It's truly astonishing that, with all the obnoxious and hyperbolic commentors in these threads, RAK continues to find ways to prove that he is the most bigoted and least tolerant among them.
Quit whining, clinger. Try to accept defeat with dignity.
I'm starting to wonder if it's a mental form of dyslexia!
The ABA can close its doors permanently.
The basic problem is the ABA's recommendations are a vestige of a period where there was a semi-neutral standard of judicial competence that everyone basically agreed on, and that was considered at least as important as the judge's ideology. There were always outliers like Bork and Fortas, but in general, there was this notion that you wanted a "good judge". It's the reason Scalia and Ginsburg both were confirmed by the Senate by gargantuan margins.
Nowadays, however, political actors (and the party bases) care far, far more about ideology than they do about judicial craft.

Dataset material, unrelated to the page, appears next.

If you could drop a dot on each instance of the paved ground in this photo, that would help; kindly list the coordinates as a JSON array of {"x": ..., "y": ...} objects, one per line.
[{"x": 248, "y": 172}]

And in that era, ABA recommendations are irrelevant.
Now what the ABA should do is just dismantle the enterprise, understanding that it is a political process now. But they won't, because you see, people have egos....
"Now what the ABA should do is just dismantle the enterprise, understanding that it is a political process now. But they won’t, because you see, people have egos…."
Or, they can keep judging people on their judicial temperament, and just ignore all the people carping from the sidelines about partisan bias.
No, they really shouldn't. Because it costs the organization credibility as the politicians ignore there recommendations (as they absolutely should, by the way- a politician's job is to reflect the will of his or her constituents, and if they want ideological judges, or all judges to be voted through on party line votes, that is exactly what Senators should do). And because it's simply a waste of time- the ABA could spend that money they currently spend on judicial recommendations that nobody cares about anymore doing something else, like providing more lawyers for indigent clients or something.
Indeed, there's an even greater down the line danger, which is that if "unqualified" judges are being routinely confirmed anyway, those judges could take the bench with a grudge against the ABA, which could diminish the organization's effectiveness as an amicus.
No.
A politician's job is to use his or her best judgment as to the good of the country.
" it costs the organization credibility as the politicians ignore there recommendations"
No, changing the way you do things costs the organization credibility. It's a concession that yes, the organization WAS doing something wrong.
You don't win by surrendering.
LOL nope. We know the organization is doing something wrong. They SHOULD admit it. Not admitting it and not changing will cost them credibility. Doing something and admitting it gains them credibility.
Well they could, but its clear they are NOT judging people on their judicial temperament, and its all about bias.
So maybe you should change your mind.
"Or, they can keep judging people on their judicial temperament, and just ignore all the people carping from the sidelines about partisan bias."
That's easy to say when the bias is to your side's favor.
Another problem is the ABA's broad brush term "not qualified."
There was a nominee a few weeks ago about whom they had nothing but praise, but rated NQ because of what they deemed insufficient experience. Now, as it happened I agree that the guy's resume was too thin for a federal judgeship. But nobody needs the ABA's opinion on that — his number of years of practice is an objective fact that is readily ascertainable by all — and giving that the exact same label as "This guy is a lazy incompetent bigot" is misleading at best. (I am not endorsing that description of Van Dyke; I'm just relaying it.)
"The organization should assign a second investigator, whose objectivity cannot be question, to review the recommendation."
That is just absurd when the issue in question involves political actors. There is simply no such thing as a human being whose objectivity cannot be questioned, especially when that human being is making a judgment on a political actor. If an investigator oversees an inquiry that results in a "Not Qualified" rating, the nominee is not going to simply accept they are not qualified to be a judge and move on. Nor is the party in control going to accept the claim and move on. The more likely response, by both the nominee and the party in control, is to say that the investigator is biased or has a political motive. So, no matter who the nominee is, or which party is in control, every "Not Qualified" report will be followed by one group challenging the objectivity of the investigator. Therefore, every investigator will have their objectivity questioned.
I like you your article completely skips all the partisan activist work he's done that might make people question VanDyke's objectivity.
I mean, me, personally? If I find out the judge hearing my case made legal arguments about how I'm a danger to children, I'm asking for a different judge, I don't care what partisan Senate Republicans say. I mean, he literally argued that the government had a right, and was right, to treat me differently then comparably situated straight people. That he might have meant it, and treat me differently from comparably situated straight people isn't an unfair suspicion.
Yes, by all means, let's have long arguments about how shit the ABA is and not talk about whether this guy should be a federal judge.
One of the great achievements of America during our lifetimes is that bigots no longer wish to be known as bigots, at least not publicly and overtly. Bigots are on the defensive, which is as it should be in America.
Carry on, clingers. While you still can, anyway. Until replacement.
You seem quite proud to wear your bigotry openly, though.